Abramson MJ, Benke GP, Dimitriadis C, Inyang IO, Sim MR, Wolfe RS, Croft RJ. Mobile telephone use is associated with changes in cognitive function in young adolescents. Bioelectromagnetics. Jul 30, 2009 Ahead of print.

In Australia, mobile phones are owned by 23% of children between the ages of 6 and 13 years.   Health concerns related to radiofrequency (RF) exposure from mobile phones initially focused on tumours; however, there is increasing concern about other effects on the brain, particularly in children whose brain is still developing. There is evidence that mobile phone exposure alters brain activity in young adults.  Previous studies have found that RF exposure was associated with slightly shorter reaction times in children, but these results have not been consistent.

To address the lack of evidence regarding cognitive biological effects among children, the Mobile Radiofrequency Phone Exposed Users’ Study (MoRPhEUS) was established. The aims were to assess exposure to mobile phones in secondary school students, and to determine whether there were any associations between this exposure and cognitive function.

During 2005-2006, 13 secondary schools from around Melbourne, Australia were recruited to participate. At each school, one 7th grade class (typical age, 12-13 years) was randomly selected to participate. Of the 479 students who were eligible and who were invited to participate, 317 (66%) consented. Exposure to mobile phones was assessed by questionnaire completed by participating children and their parents. Cognitive function was assessed with a computerised test battery and by the Stroop colour-word test. The battery tested the following cognitive function domains: signal detection, working memory, simple learning, associative learning, and movement monitoring/estimation.

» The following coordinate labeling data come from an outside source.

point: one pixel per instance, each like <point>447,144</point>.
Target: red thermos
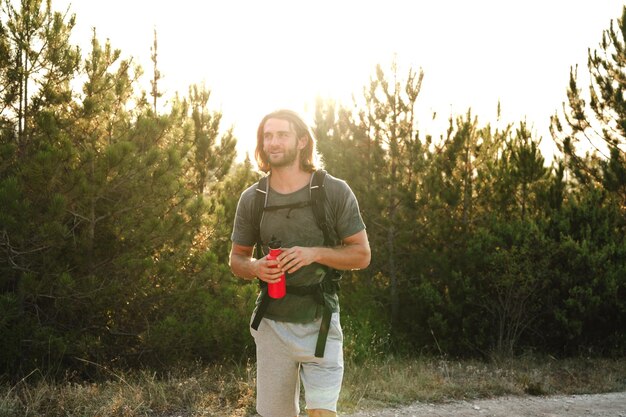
<point>277,290</point>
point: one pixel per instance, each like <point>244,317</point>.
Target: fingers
<point>269,271</point>
<point>294,258</point>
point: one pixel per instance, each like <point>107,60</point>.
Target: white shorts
<point>286,355</point>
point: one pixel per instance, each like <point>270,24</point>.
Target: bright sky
<point>257,56</point>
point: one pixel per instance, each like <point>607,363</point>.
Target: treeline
<point>115,217</point>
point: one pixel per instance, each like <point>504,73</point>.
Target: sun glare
<point>259,56</point>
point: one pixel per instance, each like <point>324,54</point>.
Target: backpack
<point>330,284</point>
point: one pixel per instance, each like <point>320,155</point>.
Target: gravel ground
<point>597,405</point>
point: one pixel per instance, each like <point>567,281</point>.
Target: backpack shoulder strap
<point>318,200</point>
<point>260,201</point>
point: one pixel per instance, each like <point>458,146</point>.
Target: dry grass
<point>228,390</point>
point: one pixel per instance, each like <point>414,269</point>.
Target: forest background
<point>116,215</point>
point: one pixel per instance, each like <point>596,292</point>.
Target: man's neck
<point>289,179</point>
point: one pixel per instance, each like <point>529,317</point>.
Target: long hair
<point>307,154</point>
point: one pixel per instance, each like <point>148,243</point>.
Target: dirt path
<point>599,405</point>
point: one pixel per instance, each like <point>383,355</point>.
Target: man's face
<point>280,143</point>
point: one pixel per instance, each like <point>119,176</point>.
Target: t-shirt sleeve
<point>243,231</point>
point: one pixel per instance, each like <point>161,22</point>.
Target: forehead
<point>277,125</point>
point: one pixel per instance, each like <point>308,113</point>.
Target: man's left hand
<point>295,258</point>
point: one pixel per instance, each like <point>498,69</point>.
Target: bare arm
<point>354,253</point>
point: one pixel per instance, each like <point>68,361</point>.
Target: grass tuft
<point>228,389</point>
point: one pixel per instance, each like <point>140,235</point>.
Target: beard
<point>287,158</point>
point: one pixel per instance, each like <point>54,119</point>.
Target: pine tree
<point>597,122</point>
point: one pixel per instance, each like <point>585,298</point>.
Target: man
<point>290,327</point>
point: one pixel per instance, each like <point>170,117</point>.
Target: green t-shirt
<point>297,227</point>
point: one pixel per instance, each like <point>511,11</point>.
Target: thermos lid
<point>274,243</point>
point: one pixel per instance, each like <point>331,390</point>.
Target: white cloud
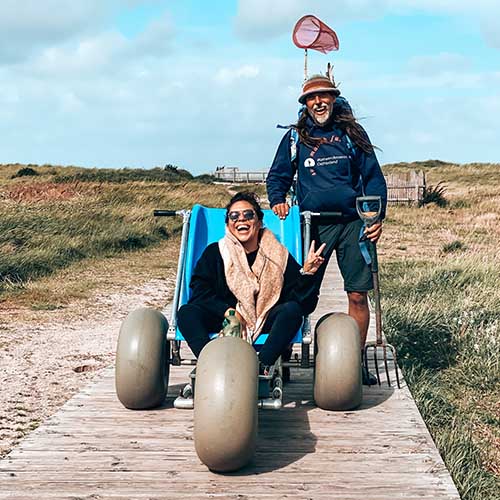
<point>437,64</point>
<point>227,76</point>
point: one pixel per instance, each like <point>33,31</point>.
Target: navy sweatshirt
<point>329,177</point>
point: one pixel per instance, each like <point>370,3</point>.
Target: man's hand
<point>281,210</point>
<point>314,259</point>
<point>373,232</point>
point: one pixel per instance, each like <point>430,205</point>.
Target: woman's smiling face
<point>244,225</point>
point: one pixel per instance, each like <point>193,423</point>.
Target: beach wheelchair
<point>225,387</point>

The median age of participants was 13, 54% were girls, and 84% were born in Australia.  Most (94%) had used a mobile phone and 77% had their own phones.  The median total number of reported voice calls per week was 8, as was the median number of reported SMS messages per week. The median reported duration of mobile phone use was 1.74 years.  Students who reported more voice calls per week demonstrated shorter response times for the simple and associative learning tasks.  They also performed less accurately on working memory tests and the associative learning task.  Signal detection and movement monitoring/estimation were not related to the total number of voice calls per week. Students who reported making and receiving more SMS messages demonstrated shorter response times to the simple learning task, but less accurate responses to the working memory and associative learning tasks. Signal detection and movement monitoring/estimation were not related to total SMS messages. There were no significant relationships between duration of mobile phone use and any of the cognitive outcomes.

Interpretation and Limitations
Greater mobile phone use was related to poorer accuracy on working memory and associative learning tasks, and faster reaction times on the simple and associative learning tasks.  In other words, children who used mobile phones were faster but less accurate on a number of tasks, suggesting that they may be more impulsive than other children, favouring a quick, and not accurate solution. Because mobile phone use was assessed at the same time as cognitive function, it was not possible to determine whether RF exposure had affective cognitive function, or if the findings represent pre-existing impulsive behaviours and/or learned behaviours from more frequent use of mobile phones.  For example, texting (SMS) trains users to favour speed over accuracy. Another explanation for these results is that cognitive function drives mobile phone use.

Future epidemiological research should follow participants over time to determine the correct temporal sequence of mobile phone use and cognitive effects. Although the results from this study suggest that cognitive effects associated with mobile phones are subtle, the widespread use of mobile phones means that the association could have considerable public health significance.